O outro golpe
O Partido Socialismo e Liberdade (PSOL), fundado no princípio do século por dissidentes do Partido dos Trabalhadores (PT) desiludidos com a realpolitik dos governos Lula e com o escândalo do mensalão, defende a legalização das drogas, a interrupção voluntária da gravidez, a população LGBT, o feminismo, as agendas indígena e afro-brasileira e a laicidade, entre outras causas normalmente conotadas com a esquerda - ou a extrema-esquerda.
Estão por isso nos antípodas dos cristãos evangélicos, que se reúnem politicamente na ultraconservadora Bancada da Bíblia, uma frente suprapartidária do Congresso Nacional onde é normal encontrar defensores da pena de morte para traficantes de drogas, da prisão para mulheres que abortem ou da "cura gay".
E, no entanto, existe Henrique Vieira, 30 anos, pastor evangélico da Igreja Batista do Caminho e quadro do PSOL. Diz Vieira, provável candidato pelo partido a deputado estadual no Rio de Janeiro nas próximas eleições, que nem todos os evangélicos cabem no estereótipo dos poderosos tele-evangelistas, como Silas Malafaia ou Valdomiro Santiago, dois patrocinadores da Bancada da Bíblia que destilam ódio e preconceito dos seus púlpitos. "Dá para ser evangélico e progressista", garante.
Dá, claro, mas um pastor evangélico do PSOL, com todo o respeito, não deixa de soar um bocadinho "antinatural" como se dizia naquele anúncio português do século passado ao restaurador Olex do negro de cabeleira loira e do branco de carapinha.
É mais ou menos como a página de Facebook Sou Feminista e Apoio Bolsonaro: como é que Jair Bolsonaro, que já disse num talk show que pagaria salário inferior a uma mulher porque ela pode engravidar e que em plena sessão do Parlamento respondeu à deputada do PT Maria do Rosário que só não a estuprava porque ela não merecia - "é muito feia, não faz o meu género"-, tem feministas do seu lado? Mas tem, são pelo menos 19 mil na tal página.

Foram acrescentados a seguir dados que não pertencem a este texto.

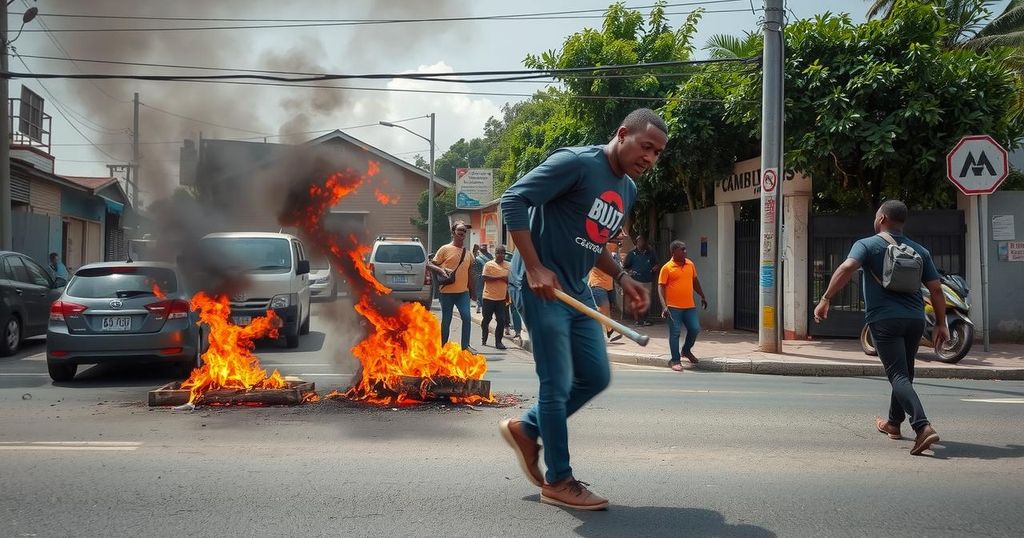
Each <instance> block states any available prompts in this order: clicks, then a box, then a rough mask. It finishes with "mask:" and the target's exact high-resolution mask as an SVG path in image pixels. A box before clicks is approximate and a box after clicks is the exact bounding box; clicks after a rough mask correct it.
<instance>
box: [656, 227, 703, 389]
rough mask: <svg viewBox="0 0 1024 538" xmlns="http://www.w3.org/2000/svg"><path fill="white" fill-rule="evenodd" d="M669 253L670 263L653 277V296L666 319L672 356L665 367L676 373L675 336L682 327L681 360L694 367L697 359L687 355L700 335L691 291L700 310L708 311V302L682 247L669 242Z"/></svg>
mask: <svg viewBox="0 0 1024 538" xmlns="http://www.w3.org/2000/svg"><path fill="white" fill-rule="evenodd" d="M670 250H671V251H672V259H670V260H669V262H668V263H666V264H665V265H664V266H662V272H660V274H658V277H657V296H658V298H660V299H662V304H664V305H665V309H664V311H662V317H663V318H668V319H669V346H670V347H671V349H670V350H671V353H672V359H671V360H670V361H669V366H671V367H672V369H673V370H675V371H677V372H679V371H682V369H683V366H682V364H681V362H680V351H679V333H680V332H681V329H682V327H683V326H686V341H685V342H683V349H682V356H683V357H685V358H686V359H687V360H688V361H689V362H690V363H693V364H697V358H696V357H694V356H693V353H691V351H690V349H691V348H692V347H693V342H695V341H696V339H697V333H698V332H700V317H699V316H698V313H697V308H696V304H695V303H694V302H693V291H694V290H696V292H697V295H700V305H701V306H702V307H703V309H708V299H707V298H706V297H705V294H703V290H702V289H701V288H700V280H698V279H697V268H696V265H694V264H693V261H692V260H690V259H687V258H686V243H683V242H682V241H673V242H672V245H670Z"/></svg>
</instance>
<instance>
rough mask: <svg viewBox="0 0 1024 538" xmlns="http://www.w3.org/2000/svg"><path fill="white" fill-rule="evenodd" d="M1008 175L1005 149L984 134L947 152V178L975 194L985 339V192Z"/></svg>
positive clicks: (982, 306) (985, 231)
mask: <svg viewBox="0 0 1024 538" xmlns="http://www.w3.org/2000/svg"><path fill="white" fill-rule="evenodd" d="M1008 175H1010V159H1009V155H1008V154H1007V151H1006V150H1005V149H1004V148H1002V147H1001V146H999V143H998V142H996V141H995V140H994V139H993V138H992V137H991V136H988V135H987V134H976V135H971V136H965V137H963V138H961V139H959V141H958V142H956V146H954V147H953V149H952V150H951V151H950V152H949V154H947V155H946V177H947V178H948V179H949V180H950V181H951V182H952V183H953V184H954V185H956V189H959V191H961V192H962V193H964V194H965V195H966V196H977V197H978V204H977V211H978V235H979V239H980V240H981V244H980V245H979V247H980V250H981V334H982V341H983V342H984V344H985V350H986V351H988V350H989V342H988V335H989V330H988V195H990V194H992V193H994V192H995V191H996V190H998V189H999V185H1000V184H1001V183H1002V181H1004V180H1005V179H1006V178H1007V176H1008Z"/></svg>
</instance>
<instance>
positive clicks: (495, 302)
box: [480, 299, 508, 343]
mask: <svg viewBox="0 0 1024 538" xmlns="http://www.w3.org/2000/svg"><path fill="white" fill-rule="evenodd" d="M492 317H495V318H498V328H497V329H495V343H501V342H502V336H505V326H506V325H508V320H506V319H505V301H504V300H493V299H483V322H482V323H480V328H481V329H483V339H481V340H480V341H481V342H486V341H487V331H488V330H489V329H490V318H492Z"/></svg>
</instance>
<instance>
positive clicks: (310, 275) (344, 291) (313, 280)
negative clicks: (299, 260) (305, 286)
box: [309, 256, 348, 300]
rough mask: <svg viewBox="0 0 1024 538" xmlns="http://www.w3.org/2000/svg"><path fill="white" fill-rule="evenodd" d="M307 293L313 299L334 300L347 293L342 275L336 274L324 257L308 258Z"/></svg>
mask: <svg viewBox="0 0 1024 538" xmlns="http://www.w3.org/2000/svg"><path fill="white" fill-rule="evenodd" d="M309 295H310V297H312V298H314V299H327V300H335V299H337V298H338V297H339V296H342V297H344V296H347V295H348V285H347V283H346V282H345V279H344V277H342V276H341V275H338V274H337V273H336V272H335V271H334V267H333V266H332V265H331V262H330V261H328V260H327V259H326V258H322V257H318V256H313V258H312V259H311V260H309Z"/></svg>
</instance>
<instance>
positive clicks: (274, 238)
mask: <svg viewBox="0 0 1024 538" xmlns="http://www.w3.org/2000/svg"><path fill="white" fill-rule="evenodd" d="M202 246H203V250H204V251H205V252H207V253H208V255H215V256H217V257H218V258H219V259H220V260H222V261H223V263H224V265H225V266H226V267H228V268H230V270H232V271H234V270H237V271H239V272H241V273H244V274H245V276H246V280H247V282H248V285H247V287H246V289H244V290H241V291H240V292H237V293H234V294H233V295H231V296H230V297H229V298H230V303H231V322H232V323H234V324H236V325H248V324H249V323H250V322H251V321H252V319H253V318H256V317H259V316H264V315H266V311H267V309H272V311H273V312H274V313H275V314H276V315H278V317H280V318H281V321H282V322H284V326H283V327H282V328H281V329H280V330H279V332H280V334H281V338H282V339H284V340H285V343H286V344H287V346H288V347H298V345H299V335H301V334H308V333H309V260H308V259H307V258H306V253H305V249H304V248H303V247H302V242H301V241H299V239H298V238H296V237H295V236H290V235H288V234H272V233H263V232H238V233H218V234H210V235H207V236H206V237H204V238H203V240H202Z"/></svg>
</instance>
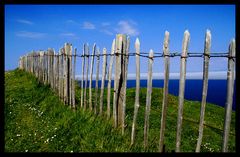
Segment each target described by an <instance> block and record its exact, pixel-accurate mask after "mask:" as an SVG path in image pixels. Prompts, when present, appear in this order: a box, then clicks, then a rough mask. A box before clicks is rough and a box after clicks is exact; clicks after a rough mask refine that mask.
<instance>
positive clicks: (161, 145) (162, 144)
mask: <svg viewBox="0 0 240 157" xmlns="http://www.w3.org/2000/svg"><path fill="white" fill-rule="evenodd" d="M163 53H164V66H165V70H164V87H163V100H162V115H161V128H160V139H159V151H160V152H163V145H164V132H165V126H166V117H167V107H168V82H169V69H170V68H169V56H168V55H169V32H168V31H166V32H165V38H164V43H163Z"/></svg>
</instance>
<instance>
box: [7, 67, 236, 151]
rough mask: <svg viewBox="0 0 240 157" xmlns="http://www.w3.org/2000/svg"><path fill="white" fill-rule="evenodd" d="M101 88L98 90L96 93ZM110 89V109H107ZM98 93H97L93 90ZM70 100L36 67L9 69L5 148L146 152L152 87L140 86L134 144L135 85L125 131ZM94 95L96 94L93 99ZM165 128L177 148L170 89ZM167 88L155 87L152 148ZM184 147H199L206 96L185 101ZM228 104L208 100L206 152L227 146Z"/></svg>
mask: <svg viewBox="0 0 240 157" xmlns="http://www.w3.org/2000/svg"><path fill="white" fill-rule="evenodd" d="M94 93H95V92H94V91H93V94H94ZM106 94H107V92H106V90H105V97H104V98H105V99H104V107H105V108H104V111H106ZM93 98H94V95H93ZM79 99H80V89H79V87H78V88H77V89H76V102H77V104H78V110H77V111H75V112H74V111H73V110H72V109H70V108H69V107H68V106H66V105H64V104H63V103H62V102H61V101H60V100H59V98H58V96H57V95H56V94H54V92H53V91H52V90H51V89H50V88H49V86H46V85H43V84H41V83H39V82H38V80H37V79H36V78H35V77H34V76H33V75H32V74H30V73H26V72H24V71H22V70H18V69H17V70H14V71H10V72H5V104H4V116H5V126H4V130H5V133H4V134H5V152H72V151H73V152H144V149H143V130H144V129H143V126H144V110H145V103H146V88H142V89H141V92H140V102H141V103H140V108H139V114H138V120H137V130H136V140H135V144H134V146H133V147H130V134H131V127H132V119H133V111H134V99H135V89H134V88H131V89H127V110H126V123H127V126H126V130H125V135H124V136H122V135H121V130H120V129H113V120H112V119H111V120H110V121H108V120H107V118H106V115H103V116H97V115H94V113H93V112H90V111H89V110H87V111H83V109H80V108H79V104H80V100H79ZM93 100H94V99H93ZM168 102H169V107H168V113H167V123H166V131H165V145H166V151H167V152H171V151H172V150H175V141H176V124H177V122H176V121H177V105H178V97H176V96H173V95H169V100H168ZM161 106H162V89H160V88H154V89H153V93H152V106H151V112H150V125H149V128H150V130H149V142H148V144H149V148H148V150H147V151H149V152H158V144H159V132H160V117H161ZM183 113H184V115H183V129H182V140H181V150H182V151H183V152H194V151H195V147H196V144H197V137H198V125H199V122H198V121H199V113H200V102H197V101H188V100H185V102H184V110H183ZM223 124H224V108H222V107H219V106H216V105H213V104H207V105H206V113H205V126H204V133H203V142H202V147H201V151H202V152H221V144H222V129H223ZM235 149H236V146H235V112H233V114H232V122H231V134H230V138H229V151H231V152H235Z"/></svg>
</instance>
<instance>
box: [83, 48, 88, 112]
mask: <svg viewBox="0 0 240 157" xmlns="http://www.w3.org/2000/svg"><path fill="white" fill-rule="evenodd" d="M84 51H85V55H86V57H87V65H86V80H85V89H84V106H83V108H84V110H86V108H87V85H88V70H89V69H88V65H89V46H88V44H87V45H85V47H84Z"/></svg>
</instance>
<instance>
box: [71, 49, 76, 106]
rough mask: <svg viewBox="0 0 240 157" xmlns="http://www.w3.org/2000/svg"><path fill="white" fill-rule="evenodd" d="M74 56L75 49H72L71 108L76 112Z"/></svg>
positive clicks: (75, 61)
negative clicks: (72, 107)
mask: <svg viewBox="0 0 240 157" xmlns="http://www.w3.org/2000/svg"><path fill="white" fill-rule="evenodd" d="M76 55H77V48H75V49H74V61H73V72H72V106H73V109H74V110H76V104H75V71H76Z"/></svg>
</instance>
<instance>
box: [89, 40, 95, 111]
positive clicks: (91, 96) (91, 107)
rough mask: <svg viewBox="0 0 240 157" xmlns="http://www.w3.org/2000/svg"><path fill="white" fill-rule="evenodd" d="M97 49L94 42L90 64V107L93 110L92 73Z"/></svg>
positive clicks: (89, 91) (92, 71) (89, 99)
mask: <svg viewBox="0 0 240 157" xmlns="http://www.w3.org/2000/svg"><path fill="white" fill-rule="evenodd" d="M95 50H96V44H95V43H94V45H93V52H92V57H91V64H90V82H89V108H90V110H91V111H92V74H93V65H94V56H95Z"/></svg>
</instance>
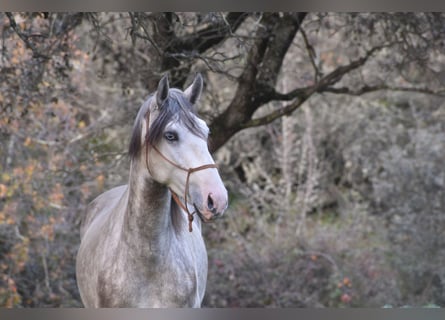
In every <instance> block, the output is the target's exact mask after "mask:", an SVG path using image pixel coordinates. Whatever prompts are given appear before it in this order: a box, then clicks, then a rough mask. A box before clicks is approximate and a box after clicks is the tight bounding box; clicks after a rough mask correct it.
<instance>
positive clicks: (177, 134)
mask: <svg viewBox="0 0 445 320" xmlns="http://www.w3.org/2000/svg"><path fill="white" fill-rule="evenodd" d="M164 137H165V139H167V140H168V141H177V140H178V134H177V133H176V132H171V131H167V132H166V133H164Z"/></svg>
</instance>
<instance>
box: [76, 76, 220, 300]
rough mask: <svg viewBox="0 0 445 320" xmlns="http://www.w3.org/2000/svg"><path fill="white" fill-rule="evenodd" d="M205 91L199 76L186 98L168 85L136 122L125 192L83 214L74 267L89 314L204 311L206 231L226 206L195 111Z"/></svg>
mask: <svg viewBox="0 0 445 320" xmlns="http://www.w3.org/2000/svg"><path fill="white" fill-rule="evenodd" d="M202 87H203V80H202V76H201V75H200V74H197V75H196V76H195V78H194V80H193V83H192V84H191V85H190V86H189V87H188V88H187V89H186V90H184V91H181V90H180V89H176V88H170V86H169V81H168V76H167V75H164V76H163V77H162V79H161V80H160V81H159V84H158V87H157V90H156V92H154V93H153V94H151V95H149V96H148V98H147V99H146V100H145V102H144V103H143V104H142V106H141V107H140V109H139V112H138V114H137V116H136V120H135V122H134V126H133V132H132V135H131V139H130V146H129V151H128V154H129V157H130V172H129V181H128V184H127V185H123V186H118V187H115V188H113V189H111V190H108V191H106V192H104V193H103V194H101V195H99V196H98V197H97V198H95V199H94V200H93V201H92V202H91V203H90V204H89V205H88V206H87V209H86V214H85V216H84V217H83V219H82V222H81V226H80V237H81V242H80V246H79V250H78V253H77V260H76V279H77V284H78V288H79V292H80V296H81V300H82V302H83V304H84V306H85V307H141V308H144V307H150V308H151V307H196V308H199V307H200V306H201V303H202V300H203V297H204V294H205V289H206V281H207V271H208V261H207V251H206V247H205V243H204V239H203V237H202V233H201V222H210V221H213V220H214V219H216V218H218V217H221V216H222V215H223V213H224V211H225V210H226V209H227V206H228V194H227V190H226V188H225V186H224V184H223V182H222V180H221V177H220V175H219V172H218V169H217V166H216V165H215V162H214V160H213V158H212V156H211V155H210V152H209V149H208V135H209V128H208V126H207V124H206V123H205V121H203V120H202V119H201V118H199V117H198V116H197V114H196V111H195V105H196V102H197V101H198V99H199V97H200V95H201V92H202ZM195 214H196V215H195ZM196 216H198V217H199V219H193V218H194V217H196Z"/></svg>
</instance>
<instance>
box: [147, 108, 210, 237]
mask: <svg viewBox="0 0 445 320" xmlns="http://www.w3.org/2000/svg"><path fill="white" fill-rule="evenodd" d="M149 116H150V114H149ZM147 130H148V129H147ZM147 132H148V131H147ZM148 147H149V143H148V139H147V145H146V148H145V164H146V166H147V170H148V172H149V173H150V175H151V170H150V167H149V165H148ZM151 147H152V148H153V149H154V150H155V151H156V152H157V153H158V154H159V155H160V156H161V157H162V158H163V159H164V160H165V161H167V162H168V163H170V164H171V165H172V166H174V167H176V168H178V169H180V170H182V171H185V172H187V178H186V179H185V191H184V203H182V202H181V201H180V200H179V197H178V195H177V194H176V193H175V192H174V191H173V190H172V189H171V188H170V187H169V188H168V189H169V190H170V192H171V194H172V198H173V200H175V202H176V204H177V205H178V206H179V207H181V208H182V209H183V210H184V211H185V212H187V215H188V220H189V232H192V231H193V228H192V222H193V215H194V214H195V212H196V210H195V211H193V212H192V213H190V211H189V209H188V207H187V195H188V192H189V180H190V175H191V174H192V173H193V172H196V171H200V170H205V169H211V168H218V166H217V165H216V164H214V163H211V164H205V165H202V166H199V167H195V168H188V169H187V168H184V167H182V166H180V165H179V164H177V163H175V162H173V161H172V160H170V159H169V158H167V157H166V156H164V155H163V154H162V153H161V151H159V150H158V148H156V147H155V146H154V145H151ZM195 209H196V207H195Z"/></svg>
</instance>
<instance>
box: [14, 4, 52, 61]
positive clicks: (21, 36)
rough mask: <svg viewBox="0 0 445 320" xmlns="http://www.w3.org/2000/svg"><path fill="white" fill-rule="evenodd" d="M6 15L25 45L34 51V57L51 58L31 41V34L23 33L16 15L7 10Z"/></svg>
mask: <svg viewBox="0 0 445 320" xmlns="http://www.w3.org/2000/svg"><path fill="white" fill-rule="evenodd" d="M5 14H6V16H7V17H8V19H9V24H10V26H11V28H12V30H14V32H15V33H16V34H17V35H18V36H19V38H20V39H21V40H22V41H23V43H24V44H25V46H26V47H27V48H28V49H30V50H31V51H32V54H33V57H35V58H43V59H45V60H49V59H50V57H48V56H47V55H45V54H43V53H41V52H40V51H39V50H38V49H37V48H36V46H35V45H34V44H33V43H32V42H31V41H30V39H29V38H30V36H29V35H28V34H25V33H23V32H22V31H21V30H20V28H19V27H18V25H17V22H16V21H15V19H14V16H13V15H12V13H11V12H6V13H5Z"/></svg>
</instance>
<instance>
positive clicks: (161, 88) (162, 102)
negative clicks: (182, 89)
mask: <svg viewBox="0 0 445 320" xmlns="http://www.w3.org/2000/svg"><path fill="white" fill-rule="evenodd" d="M169 89H170V86H169V84H168V75H167V74H165V75H164V76H163V77H162V78H161V80H159V84H158V90H157V92H156V103H157V105H158V107H159V108H160V107H161V106H162V104H163V103H164V101H165V99H167V97H168V90H169Z"/></svg>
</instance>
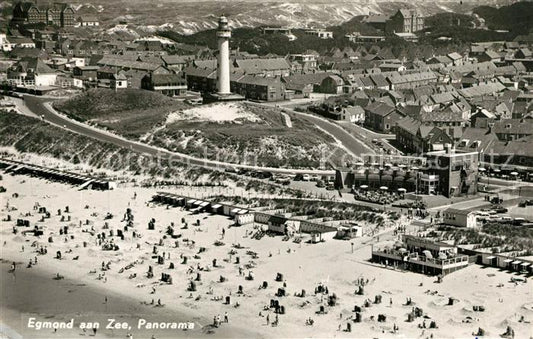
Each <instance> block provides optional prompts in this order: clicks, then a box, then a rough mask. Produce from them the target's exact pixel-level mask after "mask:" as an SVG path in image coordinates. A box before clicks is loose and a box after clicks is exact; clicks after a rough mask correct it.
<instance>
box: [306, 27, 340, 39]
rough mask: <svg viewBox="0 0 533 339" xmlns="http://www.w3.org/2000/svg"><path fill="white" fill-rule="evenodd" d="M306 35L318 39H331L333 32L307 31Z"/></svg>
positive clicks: (324, 30) (308, 30)
mask: <svg viewBox="0 0 533 339" xmlns="http://www.w3.org/2000/svg"><path fill="white" fill-rule="evenodd" d="M305 34H306V35H313V36H316V37H318V38H320V39H333V32H331V31H326V30H323V29H308V30H306V31H305Z"/></svg>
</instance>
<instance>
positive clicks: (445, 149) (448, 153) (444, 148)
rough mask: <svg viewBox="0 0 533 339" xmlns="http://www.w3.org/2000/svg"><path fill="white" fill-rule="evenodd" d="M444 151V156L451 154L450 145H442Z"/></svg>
mask: <svg viewBox="0 0 533 339" xmlns="http://www.w3.org/2000/svg"><path fill="white" fill-rule="evenodd" d="M444 149H445V150H446V154H452V144H448V143H447V144H444Z"/></svg>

Segundo elas, o militar na reserva é quem mais as defende, na prática, por ter proposto castração química a violadores e por, enquanto acérrimo apoiante do uso de armas, sugerir, à la Trump, que cada brasileira transporte uma pistola consigo.
Pode uma feminista aprovar o discurso de extrema-direita bolsonarista? Pode, claro, mas, lá está, remete-nos ao restaurador Olex: não é natural.
As feministas pro-Bolsonaro e o evangélico pro-PSOL, no entanto, não são nada de tão esquisito assim, se comparados com o que se leu em entrevista recente de Lula da Silva, antigo presidente, líder da esquerda e padrinho político de Dilma Rousseff, ao jornal Folha de S. Paulo. Para ele, houve golpe - até aqui nada de extraordinário mas espere até ao fim da frase - contra... Michel Temer. Golpe contra Temer, sim.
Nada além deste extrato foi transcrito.